In a statement to multiple media outlets, HBO acknowledged the outages, writing: "'House of the Dragon' is being successfully viewed by millions of HBO Max subscribers this evening. We’re aware of a small portion of users attempting to connect via Fire TV devices that are having issues and are in the process of resolving for those impacted users."

Previously, the season 2 premiere for HBO original series "Euphoria," which pulled in 2.4 million viewers across all of its platforms, had marked "the strongest digital premiere night performance for any episode of an HBO series" since the launch of the HBO Max app, the company said.

"House of the Dragon" (Courtesy: HBO)
"House of the Dragon" (Courtesy: HBO)

"House of the Dragon" — which reportedly cost between $15 million to $20 million per episode — is the first major franchise to arrive under the newly formed Warner Bros. Discovery company. Reviews have so far been positive, with the series receiving a critic score of 84% and an audience score of 89% on Rotten Tomatoes as of Monday afternoon.

HBO reportedly spent over $100 million on just the marketing for the series, the biggest marketing campaign ever for HBO and on par with the media spend of most theatrical tentpoles.

"Game of Thrones" quickly became a cultural phenomenon following its debut in April 2011. The final episode brought in a series record of 19.3 million viewers.

"House of the Dragon" comes just before the release of competitor Amazon's highly-anticipated "The Lord of the Rings: The Rings of Power" series, which will roll out eight episodes beginning in early September.

According to Variety, Amazon (AMZN) plans to spend $465 million to produce the first season of the upcoming show.

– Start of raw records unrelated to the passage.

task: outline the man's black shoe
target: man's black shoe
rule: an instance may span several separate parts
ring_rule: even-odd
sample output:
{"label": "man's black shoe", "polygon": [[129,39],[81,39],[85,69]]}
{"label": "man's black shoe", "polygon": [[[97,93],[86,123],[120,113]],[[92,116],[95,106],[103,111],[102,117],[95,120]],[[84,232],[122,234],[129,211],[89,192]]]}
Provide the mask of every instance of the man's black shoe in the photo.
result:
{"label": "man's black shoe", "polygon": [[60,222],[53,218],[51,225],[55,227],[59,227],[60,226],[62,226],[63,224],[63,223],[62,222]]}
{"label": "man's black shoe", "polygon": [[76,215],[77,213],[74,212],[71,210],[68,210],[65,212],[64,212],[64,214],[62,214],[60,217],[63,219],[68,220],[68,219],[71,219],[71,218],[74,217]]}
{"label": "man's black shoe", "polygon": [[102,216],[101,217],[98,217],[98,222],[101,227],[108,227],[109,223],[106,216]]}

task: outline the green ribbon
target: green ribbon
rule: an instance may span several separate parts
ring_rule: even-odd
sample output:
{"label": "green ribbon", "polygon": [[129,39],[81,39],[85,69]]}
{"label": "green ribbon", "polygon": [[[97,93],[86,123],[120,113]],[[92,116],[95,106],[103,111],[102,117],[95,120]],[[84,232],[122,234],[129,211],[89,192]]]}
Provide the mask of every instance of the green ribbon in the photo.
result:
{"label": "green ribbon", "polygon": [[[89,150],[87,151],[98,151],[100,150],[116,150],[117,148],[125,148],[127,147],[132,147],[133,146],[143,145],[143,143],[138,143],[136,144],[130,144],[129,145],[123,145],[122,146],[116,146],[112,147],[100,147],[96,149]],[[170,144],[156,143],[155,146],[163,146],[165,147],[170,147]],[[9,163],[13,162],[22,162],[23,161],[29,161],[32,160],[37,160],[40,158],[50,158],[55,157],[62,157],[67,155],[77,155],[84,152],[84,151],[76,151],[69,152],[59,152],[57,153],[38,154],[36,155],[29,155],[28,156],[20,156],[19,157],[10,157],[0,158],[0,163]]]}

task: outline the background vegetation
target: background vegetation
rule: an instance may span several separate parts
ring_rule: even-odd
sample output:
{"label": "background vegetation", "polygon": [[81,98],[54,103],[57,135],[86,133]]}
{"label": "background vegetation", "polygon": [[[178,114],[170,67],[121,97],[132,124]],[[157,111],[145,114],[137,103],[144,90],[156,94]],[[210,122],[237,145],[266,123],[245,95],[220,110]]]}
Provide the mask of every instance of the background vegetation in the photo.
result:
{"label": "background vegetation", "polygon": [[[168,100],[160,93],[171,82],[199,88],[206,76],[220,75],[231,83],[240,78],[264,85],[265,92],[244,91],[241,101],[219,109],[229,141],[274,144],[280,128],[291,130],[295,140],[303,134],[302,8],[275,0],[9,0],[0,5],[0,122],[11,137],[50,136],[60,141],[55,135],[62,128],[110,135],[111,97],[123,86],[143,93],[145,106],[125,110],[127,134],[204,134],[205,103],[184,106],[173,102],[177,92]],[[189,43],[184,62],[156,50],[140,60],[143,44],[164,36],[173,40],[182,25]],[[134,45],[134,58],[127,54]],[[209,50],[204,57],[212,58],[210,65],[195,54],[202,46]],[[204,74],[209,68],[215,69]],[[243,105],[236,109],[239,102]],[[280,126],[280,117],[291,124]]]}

Peter Jackson’s entire "Lord of the Rings" movie trilogy cost $281 million.

"Money is no object for Amazon," Geetha Ranganathan, Bloomberg Intelligence senior media analyst, previously told Yahoo Finance.

Ranganathan added the tech giant is "happy to be a loss leader" in streaming as it focuses on "the long game," calling the service a "dark horse" compared to competitors.

Warner Bros. Discovery, meanwhile, still has a lot to prove while it continues to aggressively cut costs. The company eliminated 14% of its HBO Max workforce last week after announcing the streaming service will combine with Discovery+ to be one platform, set to launch next summer.

The layoffs, which some analysts described as "inevitable" after CEO David Zaslav announced plans to slash $3 billion worth of costs over the next two years, adds to the company's broader restructuring efforts.

Warner Bros. Discovery reported a $3.42 billion loss in the second quarter, partly due to obstacles related to its recent merger.

The company now expects 2022 adjusted EBITDA to come in between $9 billion and $9.5 billion, a decline from previous forecasts of $10 billion. Management also cut its full-year 2023 EBITDA guidance to $12 billion from $14 billion.

"This raises the question of what is the growth path for this company, because there's no imminent catalyst," Ranganathan warned.

Ranganathan also noted the streaming business largely relies on future execution while the majority of the company's revenues remain tied in its legacy TV business — a risk as consumers cut the cord.

"The end of 2022 and into 2023 — it looks pretty bleak," Ranganathan said.